How does the CLR know which method to call on a derived class inherited from an abstract base?

Question

I have the following situation and I was wondering how the CLR knows which method to call:

public abstract class Shape
{
    public abstract String PrintName();
}

public sealed class Square : Shape
{
    public override String PrintName() { return "Square"; }
}

public sealed class Circle : Shape
{
    public override String PrintName() { return "Circle"; }
}

So then I instantiate each shape:

Shape square = new Square();   
Shape circle = new Circle();
List<Shape> shapes = new List<Shape> { square, circle };

foreach (Shape s in shapes)
{
    Console.WriteLine(s.PrintName());   
}

// Output:
// Square
// Circle

So how is it that we can call the method on the derived class even though we are calling the method on the base type? I'm confused how this is handled.

Answer 1

When you instantiate Shape square = new Square();, the fact that square really is a Square really is intact.
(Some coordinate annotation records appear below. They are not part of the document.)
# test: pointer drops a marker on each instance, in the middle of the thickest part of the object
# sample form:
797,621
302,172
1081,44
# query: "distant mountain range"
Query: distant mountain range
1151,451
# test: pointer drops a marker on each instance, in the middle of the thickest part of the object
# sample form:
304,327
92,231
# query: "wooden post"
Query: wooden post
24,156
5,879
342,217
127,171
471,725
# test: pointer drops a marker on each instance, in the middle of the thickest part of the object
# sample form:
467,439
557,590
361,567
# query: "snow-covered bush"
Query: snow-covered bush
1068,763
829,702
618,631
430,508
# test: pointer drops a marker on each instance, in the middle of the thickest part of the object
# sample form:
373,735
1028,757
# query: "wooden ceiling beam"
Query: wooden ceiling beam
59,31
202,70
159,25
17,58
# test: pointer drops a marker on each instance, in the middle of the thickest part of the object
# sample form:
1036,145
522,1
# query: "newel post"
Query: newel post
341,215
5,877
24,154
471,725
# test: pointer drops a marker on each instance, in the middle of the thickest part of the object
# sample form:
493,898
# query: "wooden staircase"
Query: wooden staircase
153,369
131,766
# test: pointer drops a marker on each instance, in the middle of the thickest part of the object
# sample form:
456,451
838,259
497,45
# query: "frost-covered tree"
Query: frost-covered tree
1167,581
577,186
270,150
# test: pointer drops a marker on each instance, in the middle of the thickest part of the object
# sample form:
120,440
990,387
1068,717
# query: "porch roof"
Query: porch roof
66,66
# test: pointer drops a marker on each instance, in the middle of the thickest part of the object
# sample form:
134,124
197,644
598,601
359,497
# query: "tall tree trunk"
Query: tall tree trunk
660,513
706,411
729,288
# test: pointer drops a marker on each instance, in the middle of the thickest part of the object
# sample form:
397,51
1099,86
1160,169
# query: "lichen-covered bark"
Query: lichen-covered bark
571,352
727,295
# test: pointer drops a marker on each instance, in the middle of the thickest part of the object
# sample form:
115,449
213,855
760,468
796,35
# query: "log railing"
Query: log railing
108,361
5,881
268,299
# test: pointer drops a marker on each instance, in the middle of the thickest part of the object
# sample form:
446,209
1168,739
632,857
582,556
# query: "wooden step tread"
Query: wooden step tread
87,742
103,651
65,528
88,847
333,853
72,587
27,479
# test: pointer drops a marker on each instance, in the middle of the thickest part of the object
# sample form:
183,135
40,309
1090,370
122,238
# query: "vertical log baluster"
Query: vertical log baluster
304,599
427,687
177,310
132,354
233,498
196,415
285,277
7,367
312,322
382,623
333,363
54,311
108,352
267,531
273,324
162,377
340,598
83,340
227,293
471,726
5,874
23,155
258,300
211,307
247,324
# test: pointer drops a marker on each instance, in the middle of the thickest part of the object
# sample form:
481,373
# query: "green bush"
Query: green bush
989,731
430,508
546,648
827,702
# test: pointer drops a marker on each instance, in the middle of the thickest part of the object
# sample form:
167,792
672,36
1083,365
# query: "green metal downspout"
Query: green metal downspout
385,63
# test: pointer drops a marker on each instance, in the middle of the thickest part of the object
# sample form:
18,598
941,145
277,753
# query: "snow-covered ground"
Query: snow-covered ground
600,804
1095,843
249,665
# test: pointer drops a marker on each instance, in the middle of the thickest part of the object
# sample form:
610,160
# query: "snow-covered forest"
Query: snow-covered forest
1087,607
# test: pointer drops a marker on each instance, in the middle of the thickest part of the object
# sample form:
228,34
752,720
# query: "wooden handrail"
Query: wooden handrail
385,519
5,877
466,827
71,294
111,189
Remember that the variable square really is a reference to the real object. The reference type (in this case, Shape) must be the same class or higher up the inheritance hierachy than the instantiated type (Square), as you have here.

After instantiation, when the compiler sees square, it first knows that it's the abstract type Shape because that's the type of the reference. So, it must be a sub-type of Shape since you can't instantiate an abstract object. Since you said new Square(); the compiler will know the exact type. Again, the exact type of an object is not lost just because you assigned it to a baser (more base) type.

When you call square.PrintName();, the compiler first sees that square is declared with the abstract type Shape, who has a method PrintName(), also marked abstract. This tells the compiler to go look for the same exact method in the child class. If it finds PrintName() in the child class, all is well - the correct function will be executed. If not, you get an error because the word abstract in the base class definition requires you to implement it.

Answer 2

Because of the type safety feature of the CLR, which ensures that when you create an instance of Foo you cannot treat it as Bar, at run time it always knows what type an object is. Therefore when you call PrintName() on your shape it knows if it is dealing with a Square or a Circle.

Note, that as GetType() is non virtual it cannot be overridden and therefore you cannot spoof an object's type.